La méditation nous laisse parfois devant cette douloureuse alternative: ou la poursuivre en laissant s’envoler ces fulgurances qui nous viennent parfois comme autant d’exutoires d’un esprit en phase d’évidement, ou l’interrompre et tenter de les figer par la plume, elles qui, comme les rêves, demandent d’être saisies au plus tôt, quitte alors à mettre fin à l’état de grâce dans lequel elles sont nées. J’ignore pourquoi, mais j’ai toujours fait ce second choix.

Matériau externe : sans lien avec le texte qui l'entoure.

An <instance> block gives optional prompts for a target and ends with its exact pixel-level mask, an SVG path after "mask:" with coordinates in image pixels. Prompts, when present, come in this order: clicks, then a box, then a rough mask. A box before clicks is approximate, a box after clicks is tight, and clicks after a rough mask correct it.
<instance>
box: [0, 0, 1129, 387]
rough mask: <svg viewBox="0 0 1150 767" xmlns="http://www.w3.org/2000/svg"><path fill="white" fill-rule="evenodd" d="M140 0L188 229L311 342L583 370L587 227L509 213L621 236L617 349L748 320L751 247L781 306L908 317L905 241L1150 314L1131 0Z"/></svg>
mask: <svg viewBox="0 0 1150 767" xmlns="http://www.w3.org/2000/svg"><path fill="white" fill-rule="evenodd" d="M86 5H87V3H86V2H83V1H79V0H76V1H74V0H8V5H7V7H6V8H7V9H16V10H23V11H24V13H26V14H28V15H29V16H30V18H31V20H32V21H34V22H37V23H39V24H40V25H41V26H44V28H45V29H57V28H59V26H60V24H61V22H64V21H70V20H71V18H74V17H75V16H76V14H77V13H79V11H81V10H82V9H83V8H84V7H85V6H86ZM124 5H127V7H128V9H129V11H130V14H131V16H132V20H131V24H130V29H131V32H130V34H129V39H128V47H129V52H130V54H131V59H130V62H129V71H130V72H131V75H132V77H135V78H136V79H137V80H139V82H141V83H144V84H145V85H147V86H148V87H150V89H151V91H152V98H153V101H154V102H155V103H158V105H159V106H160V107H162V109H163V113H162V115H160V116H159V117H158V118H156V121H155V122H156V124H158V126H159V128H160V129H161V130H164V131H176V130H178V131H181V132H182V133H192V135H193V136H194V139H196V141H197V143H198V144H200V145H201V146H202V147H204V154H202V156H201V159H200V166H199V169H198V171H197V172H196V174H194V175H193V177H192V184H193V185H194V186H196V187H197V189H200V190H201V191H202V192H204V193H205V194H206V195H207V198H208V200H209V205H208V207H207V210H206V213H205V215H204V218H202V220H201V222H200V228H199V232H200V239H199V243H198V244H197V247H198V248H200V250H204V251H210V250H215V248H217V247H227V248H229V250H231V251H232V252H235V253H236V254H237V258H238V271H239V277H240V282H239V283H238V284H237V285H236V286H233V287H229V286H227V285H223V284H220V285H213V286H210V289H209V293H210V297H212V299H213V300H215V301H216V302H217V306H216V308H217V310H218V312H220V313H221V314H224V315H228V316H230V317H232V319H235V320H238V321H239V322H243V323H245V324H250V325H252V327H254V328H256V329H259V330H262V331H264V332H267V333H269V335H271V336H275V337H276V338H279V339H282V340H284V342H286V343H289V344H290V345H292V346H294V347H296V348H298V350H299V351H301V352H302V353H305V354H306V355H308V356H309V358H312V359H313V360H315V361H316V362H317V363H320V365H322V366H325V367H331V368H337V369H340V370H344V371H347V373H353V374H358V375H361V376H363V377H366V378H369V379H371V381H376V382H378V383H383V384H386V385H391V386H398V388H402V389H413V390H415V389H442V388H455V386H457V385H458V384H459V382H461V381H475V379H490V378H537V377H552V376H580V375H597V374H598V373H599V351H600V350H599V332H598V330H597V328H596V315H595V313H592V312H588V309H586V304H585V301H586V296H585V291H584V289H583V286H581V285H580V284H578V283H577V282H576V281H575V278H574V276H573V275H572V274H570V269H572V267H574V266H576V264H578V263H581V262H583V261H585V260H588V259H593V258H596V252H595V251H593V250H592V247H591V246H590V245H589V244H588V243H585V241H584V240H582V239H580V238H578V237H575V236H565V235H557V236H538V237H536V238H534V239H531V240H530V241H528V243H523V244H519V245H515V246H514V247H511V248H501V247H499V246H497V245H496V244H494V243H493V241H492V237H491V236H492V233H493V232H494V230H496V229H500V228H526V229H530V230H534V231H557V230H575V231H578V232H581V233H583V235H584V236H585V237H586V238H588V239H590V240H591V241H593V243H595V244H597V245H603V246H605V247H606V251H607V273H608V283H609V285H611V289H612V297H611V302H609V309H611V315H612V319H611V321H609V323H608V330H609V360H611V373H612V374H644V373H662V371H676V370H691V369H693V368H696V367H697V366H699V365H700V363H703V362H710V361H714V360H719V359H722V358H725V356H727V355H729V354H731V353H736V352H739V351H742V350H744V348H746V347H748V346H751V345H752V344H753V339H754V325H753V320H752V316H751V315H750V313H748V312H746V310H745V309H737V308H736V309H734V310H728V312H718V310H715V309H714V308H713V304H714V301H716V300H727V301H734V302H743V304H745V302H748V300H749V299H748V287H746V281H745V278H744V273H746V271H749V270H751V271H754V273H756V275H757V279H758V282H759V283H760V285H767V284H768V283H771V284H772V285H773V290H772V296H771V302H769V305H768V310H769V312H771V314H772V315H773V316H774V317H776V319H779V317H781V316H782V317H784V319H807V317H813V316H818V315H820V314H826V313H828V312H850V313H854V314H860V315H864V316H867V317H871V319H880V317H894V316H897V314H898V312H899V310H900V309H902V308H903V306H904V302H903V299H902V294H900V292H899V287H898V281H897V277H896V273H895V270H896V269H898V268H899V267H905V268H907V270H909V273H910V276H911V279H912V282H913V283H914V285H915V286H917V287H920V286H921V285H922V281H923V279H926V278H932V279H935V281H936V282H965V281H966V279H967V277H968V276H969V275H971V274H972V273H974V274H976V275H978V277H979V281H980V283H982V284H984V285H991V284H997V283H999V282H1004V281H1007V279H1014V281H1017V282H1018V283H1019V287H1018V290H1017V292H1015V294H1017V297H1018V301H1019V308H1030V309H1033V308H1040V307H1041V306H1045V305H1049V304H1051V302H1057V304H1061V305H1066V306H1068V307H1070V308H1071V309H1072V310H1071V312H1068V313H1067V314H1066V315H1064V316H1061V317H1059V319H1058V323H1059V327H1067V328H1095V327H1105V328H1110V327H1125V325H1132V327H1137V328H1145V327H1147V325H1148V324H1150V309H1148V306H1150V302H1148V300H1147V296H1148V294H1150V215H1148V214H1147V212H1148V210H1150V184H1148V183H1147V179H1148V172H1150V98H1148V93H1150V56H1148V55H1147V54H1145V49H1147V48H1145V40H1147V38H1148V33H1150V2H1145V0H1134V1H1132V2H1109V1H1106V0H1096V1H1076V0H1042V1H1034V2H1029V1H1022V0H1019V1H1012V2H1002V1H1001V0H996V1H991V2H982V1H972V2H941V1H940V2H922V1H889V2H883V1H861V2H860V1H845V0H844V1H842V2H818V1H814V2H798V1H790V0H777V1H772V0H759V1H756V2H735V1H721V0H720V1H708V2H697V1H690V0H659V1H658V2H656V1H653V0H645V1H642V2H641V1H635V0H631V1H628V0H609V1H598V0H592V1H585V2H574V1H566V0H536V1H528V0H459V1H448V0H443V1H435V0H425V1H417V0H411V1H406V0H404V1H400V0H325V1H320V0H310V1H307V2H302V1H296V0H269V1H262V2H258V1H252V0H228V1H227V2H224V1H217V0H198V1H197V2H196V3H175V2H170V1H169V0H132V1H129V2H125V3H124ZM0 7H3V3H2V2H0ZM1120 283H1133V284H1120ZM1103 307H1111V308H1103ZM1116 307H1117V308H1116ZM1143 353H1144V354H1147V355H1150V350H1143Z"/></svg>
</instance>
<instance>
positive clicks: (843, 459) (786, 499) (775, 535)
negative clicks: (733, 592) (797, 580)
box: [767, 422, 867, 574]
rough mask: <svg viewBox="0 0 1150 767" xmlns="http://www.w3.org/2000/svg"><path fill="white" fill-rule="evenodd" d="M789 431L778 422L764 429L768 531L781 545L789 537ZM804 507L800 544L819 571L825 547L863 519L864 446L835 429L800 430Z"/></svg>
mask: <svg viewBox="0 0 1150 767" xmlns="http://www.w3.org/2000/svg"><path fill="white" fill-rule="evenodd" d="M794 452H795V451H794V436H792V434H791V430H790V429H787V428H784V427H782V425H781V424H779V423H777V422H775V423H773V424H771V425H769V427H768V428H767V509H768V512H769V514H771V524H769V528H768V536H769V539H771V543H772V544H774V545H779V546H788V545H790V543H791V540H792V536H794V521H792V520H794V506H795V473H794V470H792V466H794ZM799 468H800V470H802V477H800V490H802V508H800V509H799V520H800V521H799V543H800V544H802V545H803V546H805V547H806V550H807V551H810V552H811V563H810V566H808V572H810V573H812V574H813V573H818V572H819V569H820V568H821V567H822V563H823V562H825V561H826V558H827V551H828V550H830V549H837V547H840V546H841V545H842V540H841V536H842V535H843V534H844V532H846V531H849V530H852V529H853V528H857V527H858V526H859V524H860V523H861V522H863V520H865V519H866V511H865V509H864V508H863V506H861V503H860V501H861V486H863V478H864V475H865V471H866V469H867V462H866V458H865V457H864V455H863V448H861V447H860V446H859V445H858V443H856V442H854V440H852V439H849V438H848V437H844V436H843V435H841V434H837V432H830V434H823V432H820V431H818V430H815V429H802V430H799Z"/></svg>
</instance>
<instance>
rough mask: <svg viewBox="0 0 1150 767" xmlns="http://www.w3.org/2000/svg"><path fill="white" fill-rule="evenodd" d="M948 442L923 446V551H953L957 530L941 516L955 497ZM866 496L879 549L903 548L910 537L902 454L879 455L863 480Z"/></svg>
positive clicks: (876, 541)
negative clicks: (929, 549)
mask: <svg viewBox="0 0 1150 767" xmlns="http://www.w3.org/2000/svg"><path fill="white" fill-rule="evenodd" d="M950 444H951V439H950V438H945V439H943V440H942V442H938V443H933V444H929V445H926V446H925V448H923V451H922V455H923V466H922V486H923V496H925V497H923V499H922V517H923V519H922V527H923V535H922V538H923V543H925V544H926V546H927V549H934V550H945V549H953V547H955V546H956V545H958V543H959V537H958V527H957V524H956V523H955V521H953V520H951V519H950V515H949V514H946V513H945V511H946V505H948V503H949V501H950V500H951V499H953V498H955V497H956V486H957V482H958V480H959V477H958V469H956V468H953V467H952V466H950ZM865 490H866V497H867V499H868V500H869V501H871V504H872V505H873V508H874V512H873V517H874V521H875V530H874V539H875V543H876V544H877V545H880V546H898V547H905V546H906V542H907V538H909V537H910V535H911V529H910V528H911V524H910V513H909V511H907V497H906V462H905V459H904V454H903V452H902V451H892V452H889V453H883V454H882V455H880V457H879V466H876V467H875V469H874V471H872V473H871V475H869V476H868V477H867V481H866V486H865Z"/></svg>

Les notes étaient hâtivement jetées dans ces carnets à spirales qui ne me quittent jamais depuis la pénombre de l’aube, assis dans le grand silence du monde, jusqu’aux réveils nocturnes ponctués de « Mais oui, bien sûr ! ». Plus rarement, c’était en plein jour qu’elles naissaient. Toujours, il y avait cette succulence étrange…

Ces fulgurances se sont accumulées au fil des ans. En voici le résultat, saupoudré au jour le jour (avec parfois une fulgurance du jour même); une partie du résultat, faudrait-il plutôt dire, car n’ont été sélectionnées pour ce blog que celles qui gravitent - sur de très larges orbites, c’est entendu - autour du thème de la … méditation.